Bonn The city of Bonn sends a drug user to an MPU after a police check. However, the man does not pass the test and therefore has to hand in his driver's licence. The hemp association criticises the decision.
The city of Bonn has become the scene of a precedent-setting case that could raise eyebrows, at least among cannabis users. For the city council has now revoked the driver's licence of a man whom police officers caught with 0.7 nanograms (ng) of tetrahydrocannabinol, or THC for short, per millilitre of blood serum. The fact that the city has to justify the measure is due to the value of 0.7. This is because the limit value applicable throughout Germany - analogous to the per mille limit for alcohol - is 1.0 ng THC. Nevertheless, according to the administration, there were reasons for the withdrawal of the driver's licence.
The man was "demonstrably sober", the German Hemp Association (DHV) is convinced. This is the first case of its kind. In any case, the German limit is extraordinarily strict by international comparison. "A traffic-endangering effect below 1 ng THC is practically impossible," says DHV spokesman Georg Wurth. He assumes that the city of Bonn will lose the looming legal dispute.
Hemp federation: Physician certified no failure symptoms
Although the association also admits that the police officers had "reported various moments of unusual behavior in the usual tests in the stress situation at the roadside"; a doctor had certified afterwards, however, that the person concerned had no failure symptoms.

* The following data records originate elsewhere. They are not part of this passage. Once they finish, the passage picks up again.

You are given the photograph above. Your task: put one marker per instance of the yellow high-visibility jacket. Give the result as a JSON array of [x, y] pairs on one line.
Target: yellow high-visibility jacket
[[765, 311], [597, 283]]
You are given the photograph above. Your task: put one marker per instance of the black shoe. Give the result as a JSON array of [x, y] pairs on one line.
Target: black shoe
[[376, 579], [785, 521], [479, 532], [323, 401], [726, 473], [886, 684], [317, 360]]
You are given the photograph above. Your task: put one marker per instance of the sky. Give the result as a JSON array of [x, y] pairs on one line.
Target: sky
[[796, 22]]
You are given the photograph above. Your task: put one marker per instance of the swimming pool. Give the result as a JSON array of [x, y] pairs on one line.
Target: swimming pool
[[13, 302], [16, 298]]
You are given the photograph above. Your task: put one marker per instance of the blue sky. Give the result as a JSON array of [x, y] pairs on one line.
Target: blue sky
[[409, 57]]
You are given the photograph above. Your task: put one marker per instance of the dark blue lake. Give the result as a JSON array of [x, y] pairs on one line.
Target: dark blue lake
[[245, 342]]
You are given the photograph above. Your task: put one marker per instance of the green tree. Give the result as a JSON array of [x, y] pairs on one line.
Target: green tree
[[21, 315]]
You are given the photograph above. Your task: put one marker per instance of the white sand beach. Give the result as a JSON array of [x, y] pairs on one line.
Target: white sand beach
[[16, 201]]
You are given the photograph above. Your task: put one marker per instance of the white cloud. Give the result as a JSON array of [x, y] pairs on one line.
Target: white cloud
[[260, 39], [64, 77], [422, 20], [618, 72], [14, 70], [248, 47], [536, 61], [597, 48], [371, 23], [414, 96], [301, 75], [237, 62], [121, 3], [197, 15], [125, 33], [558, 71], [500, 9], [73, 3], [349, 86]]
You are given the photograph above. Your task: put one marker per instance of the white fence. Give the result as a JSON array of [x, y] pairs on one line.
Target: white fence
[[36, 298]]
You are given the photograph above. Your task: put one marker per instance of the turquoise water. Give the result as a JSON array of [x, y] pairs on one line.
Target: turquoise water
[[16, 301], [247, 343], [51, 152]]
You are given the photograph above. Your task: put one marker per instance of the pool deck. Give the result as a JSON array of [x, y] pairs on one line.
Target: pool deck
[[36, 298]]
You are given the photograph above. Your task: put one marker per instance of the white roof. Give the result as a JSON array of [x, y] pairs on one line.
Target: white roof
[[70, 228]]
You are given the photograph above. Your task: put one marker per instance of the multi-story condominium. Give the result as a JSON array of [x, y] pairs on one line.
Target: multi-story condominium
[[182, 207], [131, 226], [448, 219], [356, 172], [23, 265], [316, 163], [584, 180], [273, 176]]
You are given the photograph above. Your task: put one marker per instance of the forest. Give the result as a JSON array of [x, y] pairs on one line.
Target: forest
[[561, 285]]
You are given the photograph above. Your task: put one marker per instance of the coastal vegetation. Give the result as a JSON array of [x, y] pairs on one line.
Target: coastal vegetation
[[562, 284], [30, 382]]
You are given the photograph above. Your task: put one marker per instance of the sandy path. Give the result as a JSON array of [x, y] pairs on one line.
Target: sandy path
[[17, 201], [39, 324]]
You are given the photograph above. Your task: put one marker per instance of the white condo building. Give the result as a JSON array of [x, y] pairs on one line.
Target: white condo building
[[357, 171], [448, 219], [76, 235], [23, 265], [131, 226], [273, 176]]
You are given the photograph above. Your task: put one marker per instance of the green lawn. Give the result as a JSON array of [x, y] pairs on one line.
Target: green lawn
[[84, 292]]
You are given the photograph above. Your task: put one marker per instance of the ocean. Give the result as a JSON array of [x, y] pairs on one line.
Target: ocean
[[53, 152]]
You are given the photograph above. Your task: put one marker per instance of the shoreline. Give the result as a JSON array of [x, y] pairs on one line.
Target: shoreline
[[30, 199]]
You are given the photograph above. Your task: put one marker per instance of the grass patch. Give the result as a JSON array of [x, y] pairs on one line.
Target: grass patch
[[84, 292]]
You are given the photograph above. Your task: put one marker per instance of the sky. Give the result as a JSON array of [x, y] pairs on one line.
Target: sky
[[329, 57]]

Nevertheless, the driver's licence office then assumed "driving under the influence of cannabis" and ordered a medical-psychological examination (MPU). The aim was to clarify "whether he had the necessary ability to distinguish between consumption and driving".
The city of Bonn considers itself to be in the right: according to the case law, an immediate withdrawal of the driving licence in the case of cannabis driving is actually not permissible, according to Markus Schmitz from the city's press office. However, this was not the issue in the case: unlike the withdrawal of a driver's licence, the ordering of an MPU can be considered if the driver occasionally consumes cannabis and other facts leave doubts about the driving ability. "Such facts exist in particular if a motor vehicle was driven under the influence of the cannabis active ingredient THC," said the municipal press officer. Thus, the limit value is not decisive, since the city had "only" sent the man to the MPU.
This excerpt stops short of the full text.